The place that Cody Diekhoff considers most like home is a place that's seen better days, but it's no less beautiful to him. It's a place that's hurting, weeping on the inside. The jobs are gone, but the people - his people, his family and his dear friends - aren't going anywhere. They stick with the sorry outpost as it loses its paint, as the wood in its stores, taverns and houses starts to rot, getting closer to a more formal death. The people remain there, committed to their roots, for the best reason they can ever think of. They remain there because that's where they're from and that's where they'll die. They stay there because then people will know where to visit them when they've died. They will be buried in the ground, surrounded by everyone who ever loved them the best, or loved them unconditionally. They will be surrounded by other gravestones, with the same last name on them, and there will be a peacefulness there, in that shared association. They will always have their roots, set in place, even in death - or especially in death.
Diekhoff, who writes and performs under the name Chicago Farmer, is steeped in rural environments, those earthy places where everyone rises early and the whole family still sits down to a big dinner and a big supper, with fresh milk, fresh bread and scripture readings before or after eating. These are places of clean souls and dirty hands, of big love and prideful manners. These are God-fearing people, even if they curse the man upstairs for bringing too much or too little rain to their fields. He commemorates these honest folks in his songs, making them sound as if they have worked for an earned every last cent and every last embrace they've ever received. He writes the way that Norman Rockwell would have written, had he written folk songs, albeit with fewer drug references.

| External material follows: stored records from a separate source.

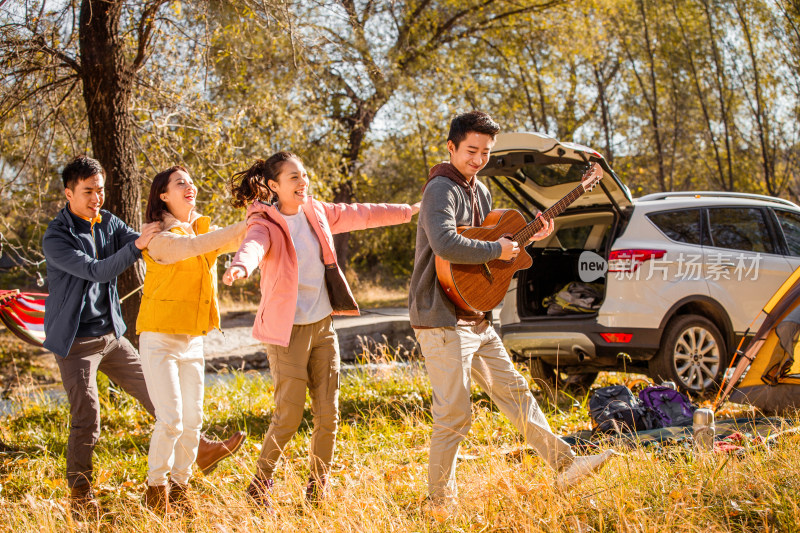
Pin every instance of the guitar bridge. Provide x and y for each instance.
(487, 273)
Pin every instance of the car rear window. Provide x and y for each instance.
(739, 228)
(790, 224)
(554, 174)
(682, 226)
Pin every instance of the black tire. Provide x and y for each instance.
(548, 380)
(692, 354)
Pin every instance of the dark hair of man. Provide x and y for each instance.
(79, 169)
(476, 121)
(155, 205)
(250, 185)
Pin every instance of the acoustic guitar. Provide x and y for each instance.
(482, 287)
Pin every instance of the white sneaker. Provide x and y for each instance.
(581, 467)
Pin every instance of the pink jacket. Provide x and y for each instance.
(268, 245)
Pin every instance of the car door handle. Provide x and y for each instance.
(724, 265)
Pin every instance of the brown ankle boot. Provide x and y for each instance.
(179, 498)
(210, 453)
(315, 489)
(83, 503)
(155, 498)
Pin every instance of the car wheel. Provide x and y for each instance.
(692, 354)
(548, 380)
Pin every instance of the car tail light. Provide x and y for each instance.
(617, 337)
(630, 260)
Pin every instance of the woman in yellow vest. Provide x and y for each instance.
(179, 307)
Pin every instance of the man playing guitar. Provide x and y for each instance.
(460, 345)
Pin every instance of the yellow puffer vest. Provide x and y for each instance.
(181, 297)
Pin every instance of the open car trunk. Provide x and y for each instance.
(535, 172)
(557, 267)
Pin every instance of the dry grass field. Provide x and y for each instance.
(379, 478)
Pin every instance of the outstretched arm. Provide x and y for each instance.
(351, 217)
(255, 245)
(167, 247)
(62, 254)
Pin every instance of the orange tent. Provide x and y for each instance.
(767, 374)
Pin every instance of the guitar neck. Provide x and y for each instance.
(524, 235)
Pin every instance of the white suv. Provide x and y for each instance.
(666, 284)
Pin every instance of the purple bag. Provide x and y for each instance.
(668, 405)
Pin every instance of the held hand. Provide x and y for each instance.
(545, 232)
(232, 274)
(148, 232)
(510, 249)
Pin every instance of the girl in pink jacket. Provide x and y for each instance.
(289, 236)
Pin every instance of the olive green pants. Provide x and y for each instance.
(311, 361)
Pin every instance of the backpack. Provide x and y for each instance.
(615, 409)
(670, 406)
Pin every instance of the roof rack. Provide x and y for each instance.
(720, 194)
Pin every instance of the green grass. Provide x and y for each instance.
(380, 470)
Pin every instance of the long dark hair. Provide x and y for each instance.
(250, 185)
(155, 205)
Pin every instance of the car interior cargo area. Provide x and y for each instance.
(560, 280)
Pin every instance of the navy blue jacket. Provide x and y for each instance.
(71, 268)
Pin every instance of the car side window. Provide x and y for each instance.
(683, 225)
(790, 224)
(740, 228)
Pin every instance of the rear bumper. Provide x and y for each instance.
(577, 341)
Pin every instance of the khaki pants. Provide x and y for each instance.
(311, 361)
(455, 356)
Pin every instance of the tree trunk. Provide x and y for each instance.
(107, 87)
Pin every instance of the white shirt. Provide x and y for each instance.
(313, 303)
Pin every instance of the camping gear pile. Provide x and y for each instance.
(662, 418)
(616, 410)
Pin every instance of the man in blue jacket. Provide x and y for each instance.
(86, 248)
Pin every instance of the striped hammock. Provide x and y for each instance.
(23, 314)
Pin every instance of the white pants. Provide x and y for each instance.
(174, 371)
(453, 358)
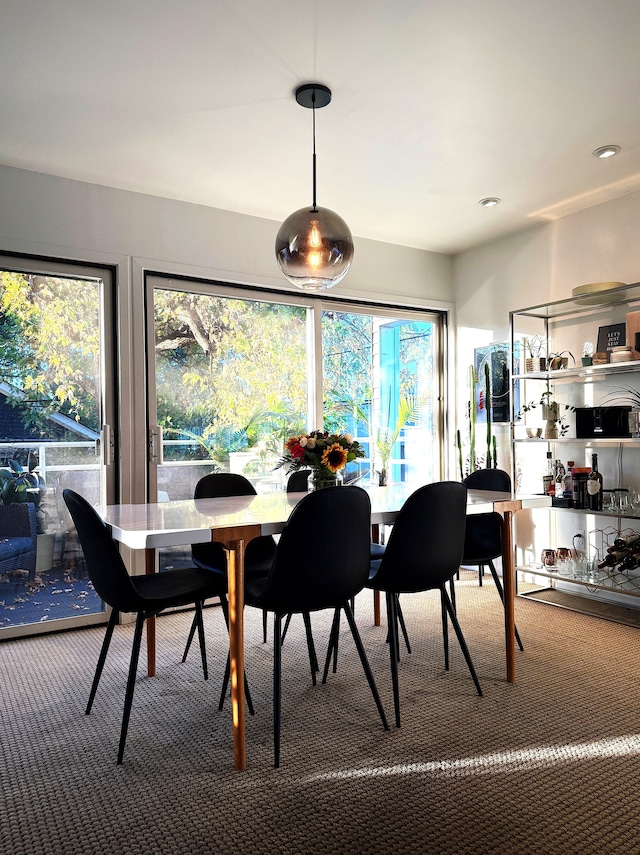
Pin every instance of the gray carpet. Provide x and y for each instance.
(549, 765)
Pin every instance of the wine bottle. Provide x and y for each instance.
(621, 541)
(567, 486)
(594, 486)
(630, 562)
(613, 558)
(547, 479)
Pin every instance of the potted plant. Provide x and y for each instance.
(409, 410)
(554, 414)
(536, 348)
(627, 396)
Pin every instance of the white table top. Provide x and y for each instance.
(191, 520)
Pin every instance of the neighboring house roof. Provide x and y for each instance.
(14, 429)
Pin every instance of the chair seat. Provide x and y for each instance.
(11, 547)
(178, 587)
(376, 551)
(482, 538)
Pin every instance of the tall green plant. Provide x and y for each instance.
(473, 464)
(409, 410)
(487, 404)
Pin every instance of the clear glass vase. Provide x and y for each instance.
(319, 479)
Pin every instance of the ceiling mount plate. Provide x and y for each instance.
(305, 95)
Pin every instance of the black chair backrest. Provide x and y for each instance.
(489, 479)
(105, 566)
(298, 482)
(217, 485)
(427, 540)
(322, 557)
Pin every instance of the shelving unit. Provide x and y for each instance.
(563, 326)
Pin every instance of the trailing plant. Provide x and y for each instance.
(551, 410)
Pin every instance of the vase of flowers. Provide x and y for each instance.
(326, 454)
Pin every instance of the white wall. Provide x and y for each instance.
(56, 217)
(72, 219)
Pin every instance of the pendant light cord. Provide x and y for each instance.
(313, 104)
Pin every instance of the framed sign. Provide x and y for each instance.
(612, 336)
(496, 357)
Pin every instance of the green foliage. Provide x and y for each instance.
(410, 409)
(51, 326)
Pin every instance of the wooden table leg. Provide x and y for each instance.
(508, 578)
(235, 575)
(150, 567)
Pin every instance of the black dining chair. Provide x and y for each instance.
(146, 596)
(483, 532)
(259, 552)
(423, 554)
(312, 571)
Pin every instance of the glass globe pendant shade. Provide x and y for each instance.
(314, 248)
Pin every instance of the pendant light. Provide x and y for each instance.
(314, 246)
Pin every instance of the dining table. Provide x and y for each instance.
(235, 520)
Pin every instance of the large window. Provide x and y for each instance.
(234, 373)
(56, 408)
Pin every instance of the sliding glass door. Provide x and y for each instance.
(382, 382)
(56, 431)
(233, 373)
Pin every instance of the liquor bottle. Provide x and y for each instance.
(547, 478)
(567, 484)
(630, 562)
(621, 541)
(613, 558)
(594, 485)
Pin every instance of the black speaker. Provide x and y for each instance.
(605, 422)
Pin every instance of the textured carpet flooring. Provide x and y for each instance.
(549, 765)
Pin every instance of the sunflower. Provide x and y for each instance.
(335, 457)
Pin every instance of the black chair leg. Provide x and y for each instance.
(465, 650)
(365, 664)
(392, 623)
(403, 627)
(333, 645)
(131, 684)
(452, 592)
(286, 627)
(277, 686)
(192, 632)
(194, 625)
(101, 659)
(496, 579)
(225, 686)
(313, 661)
(203, 649)
(445, 628)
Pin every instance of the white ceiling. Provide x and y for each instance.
(436, 104)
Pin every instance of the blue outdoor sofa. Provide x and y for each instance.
(18, 538)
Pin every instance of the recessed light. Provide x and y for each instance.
(606, 151)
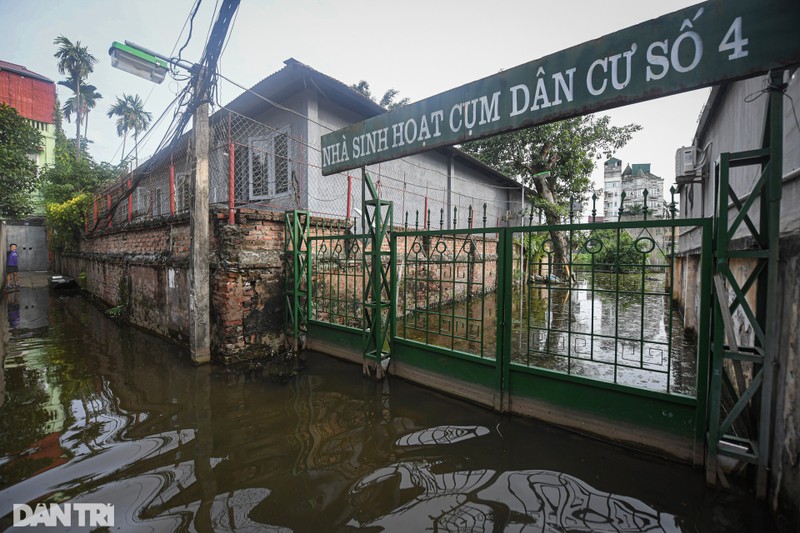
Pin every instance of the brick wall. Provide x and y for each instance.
(144, 268)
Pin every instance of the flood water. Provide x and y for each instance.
(615, 328)
(92, 411)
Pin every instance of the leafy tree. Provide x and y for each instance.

Diekhoff sings his Midwestern songs with a reverence that makes them feel like old spirituals. They grab you with a firm handshake and they laugh heartily, inviting you in, no, insisting that you'll stay for dinner, that it's no imposition whatsoever. They are relentlessly dogged and they sound like kissing cousins to the songs that Neil Young put on "Harvest" and "After The Gold Rush." He sings for the working class and for the soldiers. He might even dig electric cars, but he thankfully chooses not to sing about oil. He sings about his dog, as a deployed man, fearing he won't return, asking someone to tell it, "I enjoyed the walks outside." It's enough to make anyone - even someone impartial to the creatures - to break up a bit. On "The Village," which might be his best song to-date, Diekhoff sings, "You'd better save up your voices, people, by and by/Oh I was in the Delta/Oh, I was in the Delta/And people felt ya and the way you feel/I heard the bells a-ringin'/I heard the bells a-ringin'/And people were singin' bout the way that they feel/Couldn't make out the language/Couldn't make out the language/But it sounded like anguish was the way they feel." It's meant to play out like a gospel song heard in the churches or one drifting out of the fields of the Deep South and yet it just feels the signature of a man who's felt some of that almighty pain. It's a tale of the broken heartland, sung by a man who can't help but stay in it.